А на какой прием она рассчитывала? У женщины муж из дома сбежал, ничего толком не объяснив, а тут еще какая-то «просто Маша» на голову свалилась. Все ж понятно, в общем.
— Я слушаю вас, Маша. Говорите. Только очень коротко и по делу.
— Ну, если по делу… Даже не знаю, как приступить. В общем… Я думаю, вы должны знать правду, Злата. Павел не ушел от вас к другой женщине, это неправда. Он вас обманул… Он не захотел, чтобы вы знали… Ой, как мне трудно это говорить, но что делать… В общем, он болен, у него четвертая стадия рака. Он… Он умирает, понимаете? И он ушел, потому что… Он решил умирать один. Вот, собственно, и все. Извините, что я так сумбурно… Но вы сами просили — коротко и по делу. И я подумала — вы должны знать все, как есть. Потому что это несправедливо даже по отношению к вам… Вы жена, и потому…
— Да, я жена. А вы кто?
Вопрос прозвучал слишком резко, как выпад. Она подняла глаза, поморгала растерянно. Неужели эта Злата не поняла, что ей сказали? Может, суть не дошла? Сознание отказывается принимать?
— Так кто вы? Чего молчите? Или с более-менее приличным статусом определиться не можете?
— С каким… статусом? Вам родословная моя нужна, что ли? Но зачем? Я же просто приехала с вами поговорить. Вернее, сообщить. Я из другого города ехала.
— А, ну теперь понятно более-менее. Вы какая-то его летучая подстилка, да? Командировочная подружка? Кстати, с ним иногда случается, тянет на таких дворняжек, чтобы восхищались и в рот смотрели! Он что, своим присутствием вас осчастливил, да? Заполнил божественным светом однушку в хрущобе?
Она точно задохнулась болью. Будто получила резкий удар в солнечное сплетение. Потом боль сменилась удивлением, даже обиды не было. Наверное, по обиде тоже попало, еще не успела очухаться.
— Ну, знаете… — залепетала она тихо, качая головой из стороны в сторону, — я бы вас попросила вообще-то… Конечно, можно списать на неожиданность. Вы не готовы были к этой информации… Нет, вы хоть поняли, что я вам сейчас сказала? Что ваш муж болен? Смертельно болен, у него четвертая стадия рака? Вы понимаете, что он решил умирать один? Вне дома, без вас?

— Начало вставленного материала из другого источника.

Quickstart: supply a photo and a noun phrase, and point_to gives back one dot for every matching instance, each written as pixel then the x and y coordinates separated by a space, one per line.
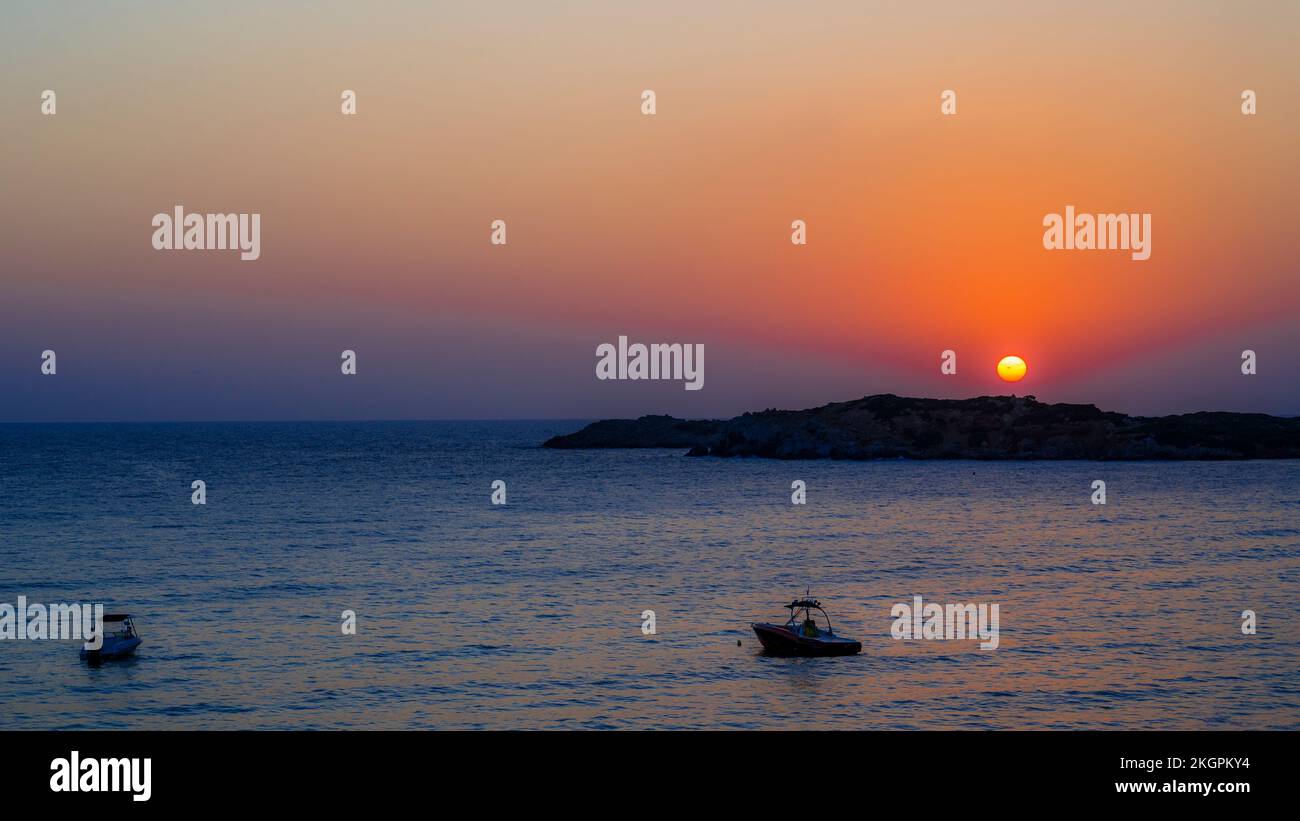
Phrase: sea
pixel 533 613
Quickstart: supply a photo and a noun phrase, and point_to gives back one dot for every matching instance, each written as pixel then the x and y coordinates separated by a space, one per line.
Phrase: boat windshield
pixel 118 630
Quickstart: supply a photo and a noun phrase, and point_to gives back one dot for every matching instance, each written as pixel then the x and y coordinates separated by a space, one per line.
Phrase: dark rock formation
pixel 888 426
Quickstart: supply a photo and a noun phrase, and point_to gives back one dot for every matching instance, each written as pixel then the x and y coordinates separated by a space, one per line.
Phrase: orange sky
pixel 924 231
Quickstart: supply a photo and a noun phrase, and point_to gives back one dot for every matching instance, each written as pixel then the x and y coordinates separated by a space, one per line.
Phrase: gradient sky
pixel 924 231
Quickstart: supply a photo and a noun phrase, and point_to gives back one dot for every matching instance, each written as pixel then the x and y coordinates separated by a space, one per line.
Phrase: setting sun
pixel 1012 368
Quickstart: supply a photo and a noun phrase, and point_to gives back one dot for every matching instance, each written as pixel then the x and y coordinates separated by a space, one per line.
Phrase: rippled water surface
pixel 529 615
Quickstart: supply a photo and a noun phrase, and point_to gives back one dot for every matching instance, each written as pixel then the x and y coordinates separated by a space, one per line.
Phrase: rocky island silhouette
pixel 987 428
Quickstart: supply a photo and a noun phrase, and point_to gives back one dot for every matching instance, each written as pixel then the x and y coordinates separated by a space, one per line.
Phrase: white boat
pixel 120 638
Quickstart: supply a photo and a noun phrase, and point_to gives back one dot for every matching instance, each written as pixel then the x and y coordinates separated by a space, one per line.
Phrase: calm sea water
pixel 529 615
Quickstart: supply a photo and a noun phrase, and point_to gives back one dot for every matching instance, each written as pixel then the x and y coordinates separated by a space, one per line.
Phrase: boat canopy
pixel 798 604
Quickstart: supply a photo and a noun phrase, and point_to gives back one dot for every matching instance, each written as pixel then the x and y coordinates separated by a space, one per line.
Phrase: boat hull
pixel 781 641
pixel 112 650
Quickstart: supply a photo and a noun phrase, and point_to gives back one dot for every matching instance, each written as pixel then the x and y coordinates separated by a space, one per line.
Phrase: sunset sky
pixel 924 231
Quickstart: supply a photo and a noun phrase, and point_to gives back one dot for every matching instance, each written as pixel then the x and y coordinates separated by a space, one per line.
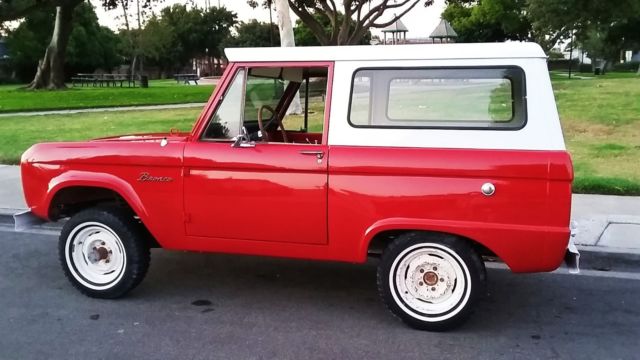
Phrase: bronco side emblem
pixel 145 177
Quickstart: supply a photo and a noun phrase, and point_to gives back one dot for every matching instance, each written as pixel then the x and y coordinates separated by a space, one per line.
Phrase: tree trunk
pixel 287 39
pixel 50 73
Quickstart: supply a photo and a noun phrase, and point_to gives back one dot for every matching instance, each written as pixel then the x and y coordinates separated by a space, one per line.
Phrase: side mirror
pixel 243 140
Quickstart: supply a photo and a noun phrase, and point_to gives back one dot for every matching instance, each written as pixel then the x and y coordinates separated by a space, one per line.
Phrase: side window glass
pixel 312 97
pixel 361 100
pixel 473 98
pixel 226 121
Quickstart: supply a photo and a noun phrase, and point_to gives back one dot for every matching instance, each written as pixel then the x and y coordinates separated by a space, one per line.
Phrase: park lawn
pixel 18 133
pixel 601 123
pixel 13 98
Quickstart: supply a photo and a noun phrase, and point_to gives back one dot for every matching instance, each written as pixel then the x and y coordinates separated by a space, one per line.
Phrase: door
pixel 265 190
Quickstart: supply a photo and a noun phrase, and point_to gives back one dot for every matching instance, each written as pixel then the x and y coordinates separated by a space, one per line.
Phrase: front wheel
pixel 103 252
pixel 429 281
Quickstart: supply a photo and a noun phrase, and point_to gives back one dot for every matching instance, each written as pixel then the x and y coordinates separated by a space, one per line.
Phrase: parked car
pixel 428 157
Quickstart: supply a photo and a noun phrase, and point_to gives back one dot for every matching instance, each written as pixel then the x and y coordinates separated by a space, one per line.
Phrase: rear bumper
pixel 26 220
pixel 572 255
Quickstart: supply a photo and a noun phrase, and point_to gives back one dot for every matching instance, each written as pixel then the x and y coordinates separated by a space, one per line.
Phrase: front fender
pixel 73 178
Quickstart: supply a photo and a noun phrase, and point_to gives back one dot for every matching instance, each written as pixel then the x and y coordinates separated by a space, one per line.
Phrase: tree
pixel 50 70
pixel 305 37
pixel 180 34
pixel 254 34
pixel 489 20
pixel 90 45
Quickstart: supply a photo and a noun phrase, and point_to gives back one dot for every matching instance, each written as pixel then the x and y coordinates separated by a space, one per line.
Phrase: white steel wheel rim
pixel 428 300
pixel 95 256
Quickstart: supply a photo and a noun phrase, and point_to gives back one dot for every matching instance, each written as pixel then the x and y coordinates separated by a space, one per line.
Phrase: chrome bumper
pixel 572 256
pixel 26 220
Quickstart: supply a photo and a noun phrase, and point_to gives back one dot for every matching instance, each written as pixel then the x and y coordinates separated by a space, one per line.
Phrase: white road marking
pixel 39 231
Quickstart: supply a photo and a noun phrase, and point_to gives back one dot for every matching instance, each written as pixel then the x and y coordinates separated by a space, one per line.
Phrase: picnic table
pixel 102 80
pixel 186 78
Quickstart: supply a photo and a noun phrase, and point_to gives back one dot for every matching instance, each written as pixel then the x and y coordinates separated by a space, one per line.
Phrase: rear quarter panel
pixel 525 223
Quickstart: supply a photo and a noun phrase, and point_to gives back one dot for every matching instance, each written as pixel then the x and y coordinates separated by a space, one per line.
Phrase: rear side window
pixel 468 98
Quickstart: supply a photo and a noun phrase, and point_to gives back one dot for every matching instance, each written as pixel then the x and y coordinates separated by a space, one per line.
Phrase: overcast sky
pixel 420 20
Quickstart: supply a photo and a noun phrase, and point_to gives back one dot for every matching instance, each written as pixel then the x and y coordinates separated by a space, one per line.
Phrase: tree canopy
pixel 254 34
pixel 488 20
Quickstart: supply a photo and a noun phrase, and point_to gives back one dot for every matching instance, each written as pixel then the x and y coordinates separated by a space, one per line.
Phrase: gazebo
pixel 398 33
pixel 444 32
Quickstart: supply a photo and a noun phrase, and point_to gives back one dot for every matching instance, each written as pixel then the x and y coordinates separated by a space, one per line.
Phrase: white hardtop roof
pixel 388 52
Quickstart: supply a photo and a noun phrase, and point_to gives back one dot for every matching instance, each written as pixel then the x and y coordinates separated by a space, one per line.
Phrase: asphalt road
pixel 262 308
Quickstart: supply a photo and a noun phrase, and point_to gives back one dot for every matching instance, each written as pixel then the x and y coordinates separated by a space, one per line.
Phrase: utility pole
pixel 571 54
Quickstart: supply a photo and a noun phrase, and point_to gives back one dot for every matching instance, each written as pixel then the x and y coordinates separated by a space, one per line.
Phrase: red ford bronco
pixel 429 157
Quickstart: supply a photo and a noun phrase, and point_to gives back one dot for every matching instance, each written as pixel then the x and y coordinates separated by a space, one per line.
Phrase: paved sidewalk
pixel 119 108
pixel 604 223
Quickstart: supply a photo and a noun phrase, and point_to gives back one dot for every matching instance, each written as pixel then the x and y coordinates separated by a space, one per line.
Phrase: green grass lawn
pixel 601 123
pixel 13 98
pixel 600 118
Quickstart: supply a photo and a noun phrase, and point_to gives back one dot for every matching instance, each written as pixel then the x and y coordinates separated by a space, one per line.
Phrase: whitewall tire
pixel 430 281
pixel 103 252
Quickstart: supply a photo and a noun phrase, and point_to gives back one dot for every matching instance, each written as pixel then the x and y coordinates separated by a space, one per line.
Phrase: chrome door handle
pixel 317 153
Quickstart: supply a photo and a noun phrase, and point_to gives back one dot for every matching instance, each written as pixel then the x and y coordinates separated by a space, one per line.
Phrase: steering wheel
pixel 265 135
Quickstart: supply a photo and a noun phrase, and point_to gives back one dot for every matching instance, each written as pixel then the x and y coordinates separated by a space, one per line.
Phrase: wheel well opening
pixel 69 201
pixel 382 239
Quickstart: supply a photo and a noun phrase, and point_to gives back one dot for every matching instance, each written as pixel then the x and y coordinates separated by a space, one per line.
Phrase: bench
pixel 186 78
pixel 102 80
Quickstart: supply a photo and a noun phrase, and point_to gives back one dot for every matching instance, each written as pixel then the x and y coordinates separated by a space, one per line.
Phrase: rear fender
pixel 523 248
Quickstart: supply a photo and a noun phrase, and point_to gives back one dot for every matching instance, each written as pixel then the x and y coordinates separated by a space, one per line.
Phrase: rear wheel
pixel 429 281
pixel 103 252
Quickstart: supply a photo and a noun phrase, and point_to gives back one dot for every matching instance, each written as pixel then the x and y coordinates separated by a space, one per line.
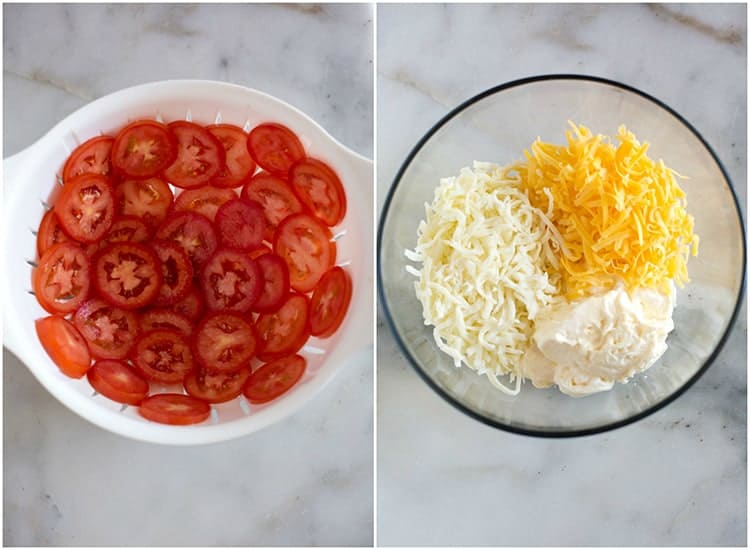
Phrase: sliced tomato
pixel 127 275
pixel 239 164
pixel 109 331
pixel 275 196
pixel 275 147
pixel 62 279
pixel 143 148
pixel 148 199
pixel 64 345
pixel 204 200
pixel 200 156
pixel 162 355
pixel 86 208
pixel 164 318
pixel 177 272
pixel 241 224
pixel 193 232
pixel 307 247
pixel 216 387
pixel 118 382
pixel 224 342
pixel 329 302
pixel 91 157
pixel 175 409
pixel 284 331
pixel 275 283
pixel 274 379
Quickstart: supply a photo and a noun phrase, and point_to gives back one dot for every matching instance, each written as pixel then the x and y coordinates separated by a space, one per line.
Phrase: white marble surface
pixel 678 477
pixel 304 481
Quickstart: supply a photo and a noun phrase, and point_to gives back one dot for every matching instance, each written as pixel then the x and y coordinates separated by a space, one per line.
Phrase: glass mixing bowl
pixel 497 126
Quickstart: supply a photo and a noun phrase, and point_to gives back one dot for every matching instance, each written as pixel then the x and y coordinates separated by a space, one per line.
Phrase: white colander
pixel 30 177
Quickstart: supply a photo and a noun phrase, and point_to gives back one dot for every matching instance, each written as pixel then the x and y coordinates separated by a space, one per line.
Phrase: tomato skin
pixel 175 409
pixel 143 149
pixel 85 208
pixel 274 379
pixel 274 147
pixel 320 189
pixel 64 345
pixel 118 382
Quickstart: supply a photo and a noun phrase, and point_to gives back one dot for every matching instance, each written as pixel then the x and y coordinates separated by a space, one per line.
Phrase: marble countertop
pixel 678 477
pixel 304 481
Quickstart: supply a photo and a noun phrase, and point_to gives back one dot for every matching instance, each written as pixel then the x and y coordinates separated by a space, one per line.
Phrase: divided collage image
pixel 369 275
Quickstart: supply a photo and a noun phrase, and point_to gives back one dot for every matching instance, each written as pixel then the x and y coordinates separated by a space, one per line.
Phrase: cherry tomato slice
pixel 91 157
pixel 86 208
pixel 143 148
pixel 118 382
pixel 241 224
pixel 307 247
pixel 64 345
pixel 127 275
pixel 275 147
pixel 275 283
pixel 200 156
pixel 162 355
pixel 284 331
pixel 148 199
pixel 193 232
pixel 239 164
pixel 204 200
pixel 329 302
pixel 109 331
pixel 224 342
pixel 274 379
pixel 175 409
pixel 275 196
pixel 62 279
pixel 177 272
pixel 216 387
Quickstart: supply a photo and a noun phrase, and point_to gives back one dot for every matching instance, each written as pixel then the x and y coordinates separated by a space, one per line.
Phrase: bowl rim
pixel 541 432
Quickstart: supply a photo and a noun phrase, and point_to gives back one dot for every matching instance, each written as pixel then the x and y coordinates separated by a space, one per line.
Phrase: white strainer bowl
pixel 30 176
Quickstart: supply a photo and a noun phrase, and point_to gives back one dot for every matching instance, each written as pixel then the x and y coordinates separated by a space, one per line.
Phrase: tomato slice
pixel 64 345
pixel 275 283
pixel 224 342
pixel 86 207
pixel 231 280
pixel 307 247
pixel 216 387
pixel 177 272
pixel 154 319
pixel 239 164
pixel 329 302
pixel 91 157
pixel 275 147
pixel 175 409
pixel 284 331
pixel 274 379
pixel 143 148
pixel 193 232
pixel 204 200
pixel 62 279
pixel 320 189
pixel 118 382
pixel 275 196
pixel 127 275
pixel 241 224
pixel 162 355
pixel 148 199
pixel 200 156
pixel 109 331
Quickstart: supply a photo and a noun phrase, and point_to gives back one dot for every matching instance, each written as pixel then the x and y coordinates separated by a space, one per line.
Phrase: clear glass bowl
pixel 497 126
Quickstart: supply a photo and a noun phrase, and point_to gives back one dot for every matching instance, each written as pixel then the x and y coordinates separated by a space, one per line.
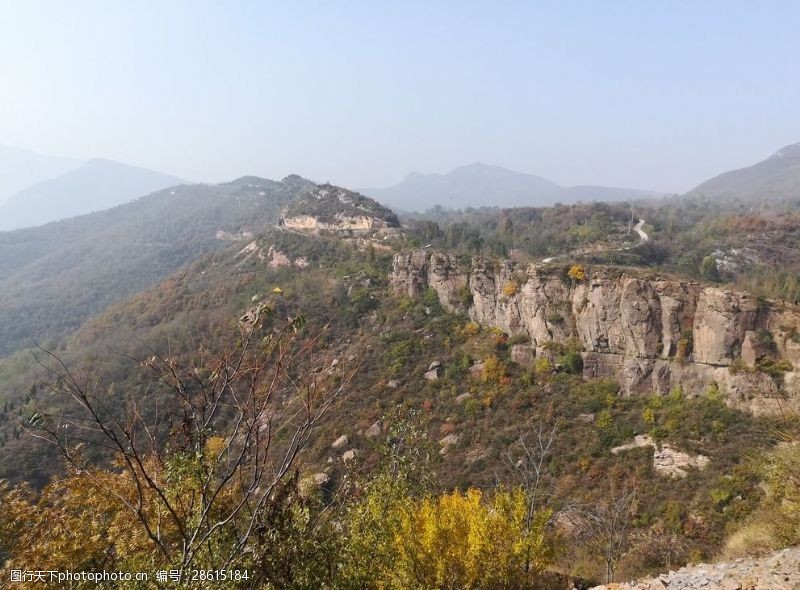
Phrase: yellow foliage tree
pixel 459 541
pixel 576 272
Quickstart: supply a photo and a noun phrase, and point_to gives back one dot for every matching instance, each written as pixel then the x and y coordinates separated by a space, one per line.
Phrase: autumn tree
pixel 200 482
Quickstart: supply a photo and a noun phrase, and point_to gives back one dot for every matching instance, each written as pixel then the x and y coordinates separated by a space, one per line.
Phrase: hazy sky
pixel 646 94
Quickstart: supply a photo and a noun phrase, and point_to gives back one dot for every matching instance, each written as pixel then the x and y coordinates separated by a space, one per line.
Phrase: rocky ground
pixel 778 571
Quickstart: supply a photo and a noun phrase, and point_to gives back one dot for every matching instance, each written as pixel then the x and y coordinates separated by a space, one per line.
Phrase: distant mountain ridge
pixel 483 185
pixel 776 178
pixel 96 185
pixel 21 168
pixel 55 276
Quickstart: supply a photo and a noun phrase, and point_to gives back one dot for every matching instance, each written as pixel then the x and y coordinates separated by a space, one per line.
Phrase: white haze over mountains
pixel 21 168
pixel 37 189
pixel 40 189
pixel 482 185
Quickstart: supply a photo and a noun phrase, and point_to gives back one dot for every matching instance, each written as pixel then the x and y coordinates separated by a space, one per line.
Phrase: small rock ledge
pixel 778 571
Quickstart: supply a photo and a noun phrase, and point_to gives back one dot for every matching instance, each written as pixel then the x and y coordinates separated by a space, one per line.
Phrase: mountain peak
pixel 791 151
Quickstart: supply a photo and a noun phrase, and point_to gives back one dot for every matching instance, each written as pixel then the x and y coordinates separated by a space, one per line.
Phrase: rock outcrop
pixel 650 334
pixel 778 571
pixel 331 208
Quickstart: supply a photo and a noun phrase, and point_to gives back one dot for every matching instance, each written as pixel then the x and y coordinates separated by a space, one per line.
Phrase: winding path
pixel 637 228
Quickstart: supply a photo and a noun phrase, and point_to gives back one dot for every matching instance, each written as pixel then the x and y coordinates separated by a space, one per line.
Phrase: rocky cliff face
pixel 650 334
pixel 777 571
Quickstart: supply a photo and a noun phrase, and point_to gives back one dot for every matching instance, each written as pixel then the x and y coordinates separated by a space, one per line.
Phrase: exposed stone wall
pixel 342 222
pixel 650 335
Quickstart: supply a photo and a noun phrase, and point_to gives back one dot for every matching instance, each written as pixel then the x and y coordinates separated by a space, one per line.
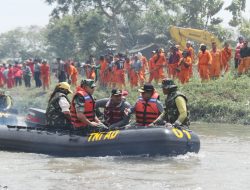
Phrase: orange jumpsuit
pixel 159 61
pixel 152 72
pixel 192 56
pixel 204 62
pixel 103 72
pixel 184 74
pixel 45 75
pixel 73 74
pixel 142 75
pixel 216 64
pixel 226 55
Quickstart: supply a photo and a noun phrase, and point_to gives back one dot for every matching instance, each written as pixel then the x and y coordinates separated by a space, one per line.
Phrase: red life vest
pixel 147 111
pixel 113 114
pixel 89 108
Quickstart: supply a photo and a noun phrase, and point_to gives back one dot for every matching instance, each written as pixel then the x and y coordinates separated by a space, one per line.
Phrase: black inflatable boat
pixel 149 141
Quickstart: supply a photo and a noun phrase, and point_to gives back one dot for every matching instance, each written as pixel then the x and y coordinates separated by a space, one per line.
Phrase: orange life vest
pixel 89 108
pixel 147 111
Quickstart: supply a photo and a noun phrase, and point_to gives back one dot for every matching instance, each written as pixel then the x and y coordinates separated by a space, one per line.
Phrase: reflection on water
pixel 223 163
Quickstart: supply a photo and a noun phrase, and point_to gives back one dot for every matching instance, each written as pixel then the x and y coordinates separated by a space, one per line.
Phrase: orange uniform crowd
pixel 114 70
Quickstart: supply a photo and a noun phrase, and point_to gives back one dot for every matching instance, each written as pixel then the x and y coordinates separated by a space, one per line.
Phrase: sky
pixel 22 13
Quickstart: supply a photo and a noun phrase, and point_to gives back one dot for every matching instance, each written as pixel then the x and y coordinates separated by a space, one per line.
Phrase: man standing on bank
pixel 176 111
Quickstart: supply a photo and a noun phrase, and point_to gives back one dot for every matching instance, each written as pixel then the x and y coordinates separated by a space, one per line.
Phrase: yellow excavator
pixel 182 35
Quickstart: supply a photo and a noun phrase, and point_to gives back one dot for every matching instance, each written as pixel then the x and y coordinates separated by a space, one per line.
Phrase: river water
pixel 223 163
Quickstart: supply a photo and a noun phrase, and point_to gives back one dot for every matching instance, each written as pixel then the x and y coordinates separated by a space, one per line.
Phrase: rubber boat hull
pixel 150 141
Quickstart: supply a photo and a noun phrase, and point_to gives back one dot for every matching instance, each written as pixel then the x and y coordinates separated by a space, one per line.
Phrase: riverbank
pixel 226 100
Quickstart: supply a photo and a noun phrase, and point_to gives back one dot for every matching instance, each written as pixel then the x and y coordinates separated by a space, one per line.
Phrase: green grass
pixel 226 100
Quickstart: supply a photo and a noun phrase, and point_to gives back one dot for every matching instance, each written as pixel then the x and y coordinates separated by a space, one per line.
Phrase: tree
pixel 111 9
pixel 236 7
pixel 200 13
pixel 60 36
pixel 23 43
pixel 245 28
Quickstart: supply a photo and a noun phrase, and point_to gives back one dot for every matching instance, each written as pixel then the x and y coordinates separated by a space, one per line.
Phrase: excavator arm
pixel 181 35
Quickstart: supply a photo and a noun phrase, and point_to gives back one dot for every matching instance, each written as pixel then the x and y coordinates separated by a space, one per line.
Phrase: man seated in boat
pixel 148 106
pixel 176 111
pixel 58 109
pixel 82 109
pixel 5 101
pixel 114 107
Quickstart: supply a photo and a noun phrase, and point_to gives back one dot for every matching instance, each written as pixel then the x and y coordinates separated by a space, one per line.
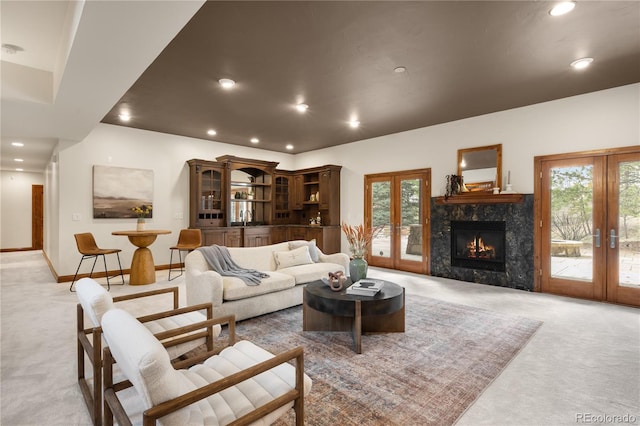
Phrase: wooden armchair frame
pixel 92 346
pixel 113 408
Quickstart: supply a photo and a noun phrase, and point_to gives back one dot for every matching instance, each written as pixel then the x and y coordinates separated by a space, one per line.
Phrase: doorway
pixel 400 203
pixel 37 217
pixel 588 215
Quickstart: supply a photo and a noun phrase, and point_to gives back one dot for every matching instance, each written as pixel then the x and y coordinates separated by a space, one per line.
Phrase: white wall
pixel 605 119
pixel 120 146
pixel 15 209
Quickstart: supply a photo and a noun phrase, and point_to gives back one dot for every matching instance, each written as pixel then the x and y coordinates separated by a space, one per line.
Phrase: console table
pixel 143 270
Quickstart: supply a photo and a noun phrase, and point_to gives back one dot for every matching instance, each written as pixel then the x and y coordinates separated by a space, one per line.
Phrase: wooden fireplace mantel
pixel 481 199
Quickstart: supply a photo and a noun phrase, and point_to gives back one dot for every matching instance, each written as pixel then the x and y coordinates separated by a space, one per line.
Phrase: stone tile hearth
pixel 518 219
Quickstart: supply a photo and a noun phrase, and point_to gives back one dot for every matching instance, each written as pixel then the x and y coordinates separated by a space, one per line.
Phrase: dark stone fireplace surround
pixel 518 218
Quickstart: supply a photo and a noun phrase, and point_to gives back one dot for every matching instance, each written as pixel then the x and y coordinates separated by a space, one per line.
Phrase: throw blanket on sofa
pixel 219 260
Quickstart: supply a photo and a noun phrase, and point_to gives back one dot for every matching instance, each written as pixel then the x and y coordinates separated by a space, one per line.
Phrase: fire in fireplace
pixel 478 245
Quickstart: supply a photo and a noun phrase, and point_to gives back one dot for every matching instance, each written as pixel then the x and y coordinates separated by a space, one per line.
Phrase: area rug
pixel 428 375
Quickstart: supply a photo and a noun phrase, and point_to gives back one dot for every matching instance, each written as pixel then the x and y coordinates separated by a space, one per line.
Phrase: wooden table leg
pixel 143 270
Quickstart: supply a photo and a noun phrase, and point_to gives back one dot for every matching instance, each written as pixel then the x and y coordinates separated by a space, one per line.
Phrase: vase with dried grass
pixel 359 237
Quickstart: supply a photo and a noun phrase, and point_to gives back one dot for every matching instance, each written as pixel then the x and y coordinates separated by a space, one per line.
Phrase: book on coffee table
pixel 365 287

Злата откинулась на спинку кресла, прищурила глаза, глянула вдаль, меж стволов сосен. Пальцы нервно теребили подлокотник, но лицо было спокойным. Казалось, мимика этому холеному лицу вообще чужда. Натянутая гладкая маска, а не лицо. А может, ему вообще мимика противопоказана? Ну, чтобы холеную гладкость не беспокоить? Может, и разговор можно считать законченным, а на ее вопросы прекрасная Злата и не собирается отвечать?
Хотя нет, встрепенулась вроде… Подалась к ней всем корпусом, глянула хищно в глаза, близко-близко:
— Ладно, давайте прямо! Как вас там… Мария, да? Скажите, Мария, а вам-то какой в этом интерес? На завещание рассчитываете, да? Может, и с нотариусом уже сговорились? Так вот что я вам сообщу, Мария. Можете ни на что не рассчитывать, все имущество записано на меня и на моего сына. У Павла ничего нет. Ему самому так удобно было — ничего не иметь. Так что…
— Я ни на что не рассчитываю, Злата, — съеживаясь под ее хищным, бьющим в лицо взглядом, проговорила она как можно спокойнее. — Я просто хотела, чтобы вы знали правду. Он болен. Он это скрывал от вас. Теперь вы знаете правду. Все, мне больше ничего не нужно.
— Все?
— Да. Все. Дальше действуйте, как вам будет угодно. Или… Или вообще не действуйте. Тоже как вам будет угодно.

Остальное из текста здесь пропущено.